Il y a trente ans, vous invitiez Alexandre Soljenitsyne à visiter les lieux emblématiques de Vendée : le Puy du Fou, la Chabotterie, Les Lucs-sur-Boulogne, Saint-Gilles-Croix-de-Vie. Que représentait pour lui ce voyage ?
Philippe de Villiers : Ce périple vendéen, imaginé par Dominique Souchet, représentait pour lui l’un des moments importants tant de sa vie publique, comme prix Nobel de littérature et ancien prisonnier du Goulag, que de sa vie privée, évoquant son enfance et les lectures que lui faisait sa mère. En effet, lorsque je lui ai posé cette même question, il m’a répondu que c’était l’urgence de son cœur : « Je sais depuis mon enfance, où ma mère m’a raconté la révolte des paysans de Tambov qui ressemblait à la révolte des paysans vendéens, et pour avoir entendu Lénine réclamer des Vendée, c’est-à-dire des exemples de Terreur réussie, je sais que la Vendée est l’archétype de la résistance, la première révolte populaire contre le totalitarisme moderne. »
En quoi le discours qu’il a prononcé le 25 septembre 1993 aux Lucs-sur-Boulogne demeure un signe des temps ?
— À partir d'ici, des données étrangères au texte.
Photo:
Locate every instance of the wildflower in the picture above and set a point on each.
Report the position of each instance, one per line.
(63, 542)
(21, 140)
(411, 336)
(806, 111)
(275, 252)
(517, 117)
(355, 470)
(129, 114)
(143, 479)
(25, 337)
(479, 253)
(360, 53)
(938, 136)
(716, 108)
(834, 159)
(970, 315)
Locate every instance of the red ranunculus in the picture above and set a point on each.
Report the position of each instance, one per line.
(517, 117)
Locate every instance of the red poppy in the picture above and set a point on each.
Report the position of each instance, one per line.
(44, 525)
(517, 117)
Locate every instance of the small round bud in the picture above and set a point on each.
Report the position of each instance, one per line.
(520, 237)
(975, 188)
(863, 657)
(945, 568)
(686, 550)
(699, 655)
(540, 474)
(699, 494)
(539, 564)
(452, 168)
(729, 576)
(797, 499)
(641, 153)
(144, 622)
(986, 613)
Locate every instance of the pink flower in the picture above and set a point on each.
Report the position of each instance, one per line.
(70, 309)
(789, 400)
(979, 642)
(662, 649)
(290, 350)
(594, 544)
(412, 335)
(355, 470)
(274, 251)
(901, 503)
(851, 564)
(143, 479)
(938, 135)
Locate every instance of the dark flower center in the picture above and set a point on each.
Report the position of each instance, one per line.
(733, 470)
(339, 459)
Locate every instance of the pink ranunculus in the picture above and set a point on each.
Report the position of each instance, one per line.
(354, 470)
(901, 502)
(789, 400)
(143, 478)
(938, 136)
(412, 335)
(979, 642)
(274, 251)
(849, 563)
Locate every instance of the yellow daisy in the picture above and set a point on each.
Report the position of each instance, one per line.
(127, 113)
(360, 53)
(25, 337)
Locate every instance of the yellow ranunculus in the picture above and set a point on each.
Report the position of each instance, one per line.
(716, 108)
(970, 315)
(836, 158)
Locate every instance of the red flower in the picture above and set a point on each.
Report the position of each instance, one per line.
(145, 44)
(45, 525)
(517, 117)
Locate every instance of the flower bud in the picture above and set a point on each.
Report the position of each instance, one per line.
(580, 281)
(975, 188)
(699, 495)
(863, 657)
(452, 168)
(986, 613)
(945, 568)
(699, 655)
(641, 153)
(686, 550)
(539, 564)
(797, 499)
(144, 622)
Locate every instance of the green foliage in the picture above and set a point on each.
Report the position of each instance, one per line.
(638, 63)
Alexandre Soljenitsyne a qualifié ce qui s’est passé en Vendée par ces mots : « C’est ici que la Roue Rouge qui devait broyer la Russie a fait ses premiers tours. » En d’autres termes, c’est ici qu’a été expérimentée la matrice du totalitarisme du XXe siècle. C’est en Vendée que la nouvelle idée de la Table rase qui a produit la peste rouge et la peste brune a été mise en œuvre pour la première fois. Soljenitsyne a osé expliquer dans son discours et sous-entendre que la Révolution française n’était pas un changement de régime, mais portait en elle un changement de religion : l’idéologie des droits de l’homme était rattachée à l’idée de fabriquer un « homme nouveau ». Dans l’esprit des révolutionnaires, il s’agissait de rompre avec « l’homme nouveau » de saint Paul, avec cette seule révolution qui tienne, cette révolution paulinienne qui a fondé l’universalisme chrétien : « Il n’y a plus ni Juif ni Grec, il n’y a plus ni esclave ni homme libre, il n’y a plus ni homme ni femme. » La Révolution française prétendait en finir avec cette révolution paulinienne et établir un monde sans Dieu. Les droits de l’homme et non plus les droits de Dieu.
N’oublions pas cette phrase de Robespierre : « Lorsque j’ai vu à quel point l’humanité était dégradée, je me suis résolu à inventer une humanité nouvelle. Ce que je veux, c’est un recommencement absolu de l’humanité. » Soljenitsyne a été le premier penseur à débusquer le processus révolutionnaire dans ses origines et comprendre que le combat des Vendéens était archétypal, et que la Vendée était une figure iconique de la résistance.